Vivere in un’era di profondi cambiamenti tecnologici implica la responsabilità imprenditoriale di agire. Ancora ci è difficile da comprendere appieno ma più le tecnologie e le infrastrutture tecnologiche e digitali si consolidano, maggiore è il numero di impieghi (oltre che di abitudini) che si generano automaticamente. La conseguenza diretta sarà la difficoltà successiva ad armonizzare il sistema in maniera tale che a beneficiarne sia l’intera organizzazione. 

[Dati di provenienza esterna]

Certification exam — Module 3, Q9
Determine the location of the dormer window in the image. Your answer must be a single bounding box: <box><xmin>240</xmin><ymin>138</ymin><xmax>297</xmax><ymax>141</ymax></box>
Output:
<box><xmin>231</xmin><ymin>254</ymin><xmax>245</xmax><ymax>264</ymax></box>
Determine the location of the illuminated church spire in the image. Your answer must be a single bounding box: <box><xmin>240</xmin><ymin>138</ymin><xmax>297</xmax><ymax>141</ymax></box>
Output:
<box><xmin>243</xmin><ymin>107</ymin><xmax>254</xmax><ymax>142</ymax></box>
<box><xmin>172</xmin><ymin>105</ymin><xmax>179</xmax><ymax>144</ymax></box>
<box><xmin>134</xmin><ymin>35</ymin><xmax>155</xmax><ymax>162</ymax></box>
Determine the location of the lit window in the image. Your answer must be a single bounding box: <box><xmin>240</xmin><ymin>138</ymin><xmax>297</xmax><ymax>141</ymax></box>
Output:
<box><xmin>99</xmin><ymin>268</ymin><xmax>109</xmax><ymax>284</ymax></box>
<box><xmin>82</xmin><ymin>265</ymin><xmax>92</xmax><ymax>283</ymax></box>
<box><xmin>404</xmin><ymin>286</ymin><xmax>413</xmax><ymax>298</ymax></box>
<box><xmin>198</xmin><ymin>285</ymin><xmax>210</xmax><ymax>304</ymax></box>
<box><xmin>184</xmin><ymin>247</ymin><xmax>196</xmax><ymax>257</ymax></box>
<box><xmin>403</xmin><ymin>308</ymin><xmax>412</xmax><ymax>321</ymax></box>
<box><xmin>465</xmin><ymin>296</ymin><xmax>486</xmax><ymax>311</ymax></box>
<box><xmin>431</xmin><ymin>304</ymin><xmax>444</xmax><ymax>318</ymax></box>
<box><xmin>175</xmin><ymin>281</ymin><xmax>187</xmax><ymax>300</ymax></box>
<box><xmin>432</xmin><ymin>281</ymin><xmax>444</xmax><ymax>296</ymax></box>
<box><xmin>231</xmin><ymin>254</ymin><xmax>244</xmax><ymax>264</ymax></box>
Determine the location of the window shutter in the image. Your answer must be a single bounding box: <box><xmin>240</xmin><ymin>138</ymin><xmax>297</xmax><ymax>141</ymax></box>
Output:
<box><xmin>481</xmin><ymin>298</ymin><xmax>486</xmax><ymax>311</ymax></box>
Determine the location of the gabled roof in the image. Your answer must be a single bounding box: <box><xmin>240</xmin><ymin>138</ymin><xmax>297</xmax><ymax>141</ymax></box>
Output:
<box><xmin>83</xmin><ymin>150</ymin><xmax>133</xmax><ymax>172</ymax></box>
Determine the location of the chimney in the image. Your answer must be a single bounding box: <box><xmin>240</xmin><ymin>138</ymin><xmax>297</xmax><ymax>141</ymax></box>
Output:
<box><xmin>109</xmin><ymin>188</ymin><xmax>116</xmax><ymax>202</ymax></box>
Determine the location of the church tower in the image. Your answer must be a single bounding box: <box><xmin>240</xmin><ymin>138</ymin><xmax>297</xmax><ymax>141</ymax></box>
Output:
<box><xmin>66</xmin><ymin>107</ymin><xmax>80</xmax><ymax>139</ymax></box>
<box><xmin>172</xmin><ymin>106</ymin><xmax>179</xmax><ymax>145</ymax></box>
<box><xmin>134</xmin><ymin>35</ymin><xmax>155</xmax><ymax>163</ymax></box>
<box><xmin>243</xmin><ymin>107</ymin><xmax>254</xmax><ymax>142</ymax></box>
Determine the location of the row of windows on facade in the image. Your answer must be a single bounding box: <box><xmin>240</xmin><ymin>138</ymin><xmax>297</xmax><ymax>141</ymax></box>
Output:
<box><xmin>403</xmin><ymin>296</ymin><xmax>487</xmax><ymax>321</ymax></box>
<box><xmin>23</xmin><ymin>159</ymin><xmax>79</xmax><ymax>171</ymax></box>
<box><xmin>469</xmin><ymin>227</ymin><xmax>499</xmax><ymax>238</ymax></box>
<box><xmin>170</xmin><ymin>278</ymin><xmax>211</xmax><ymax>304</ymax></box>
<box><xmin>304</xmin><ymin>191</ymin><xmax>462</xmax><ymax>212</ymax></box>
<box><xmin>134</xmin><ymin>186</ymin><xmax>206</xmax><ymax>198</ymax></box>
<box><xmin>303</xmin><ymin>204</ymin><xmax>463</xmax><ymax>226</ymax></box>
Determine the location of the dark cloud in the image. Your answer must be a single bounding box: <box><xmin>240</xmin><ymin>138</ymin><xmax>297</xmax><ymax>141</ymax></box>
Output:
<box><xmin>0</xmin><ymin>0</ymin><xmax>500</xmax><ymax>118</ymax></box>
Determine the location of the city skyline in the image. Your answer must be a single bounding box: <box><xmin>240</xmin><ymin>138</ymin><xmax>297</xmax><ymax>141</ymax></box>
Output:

La velocità e la portata della trasformazione successiva non permetterà all’imprenditoria italiana di muoversi in ritardo. È necessario creare standard e pratiche di condotta utili per una forza lavoro caratterizzata sempre più da abilità (da sviluppare e aggiornare) risultanti da intelligenza umana, creatività, automazione, intelligenza artificiale e da un contesto virtuale e aumentato complesso da gestire quanto quello reale.

Pensiero creativo o mera esecuzione?

Mano a mano che la complessità avanza, è naturale considerare fallimentare il tentativo di modellare i sistemi politici aziendali a priori. Ma attraverso l’impiego di tecniche e principi propri dell’approccio che mette al centro la persona, il pensiero creativo può aiutarci a comprendere le strutture che possono governare al meglio le aziende italiane ed europee del futuro e così in che modo le tecnologie possono dare vita a nuove configurazioni strutturali. 

Un’evoluzione costante significa riuscire a rimanere agili e creare strategie aziendali che riescano a spostare l’ago della bilancia verso nuovi obiettivi. La digitalizzazione è flessibile, mutevole, plasma la carne e la mente e la sfida per ogni azienda è quella di saperla dominare.

Se si riuscirà ad attivare questi elementi all’interno del DNA dell’azienda, sarà possibile affrontare con successo qualsiasi cambiamento che i clienti, l’industria o il mondo presenterà sulla propria strada.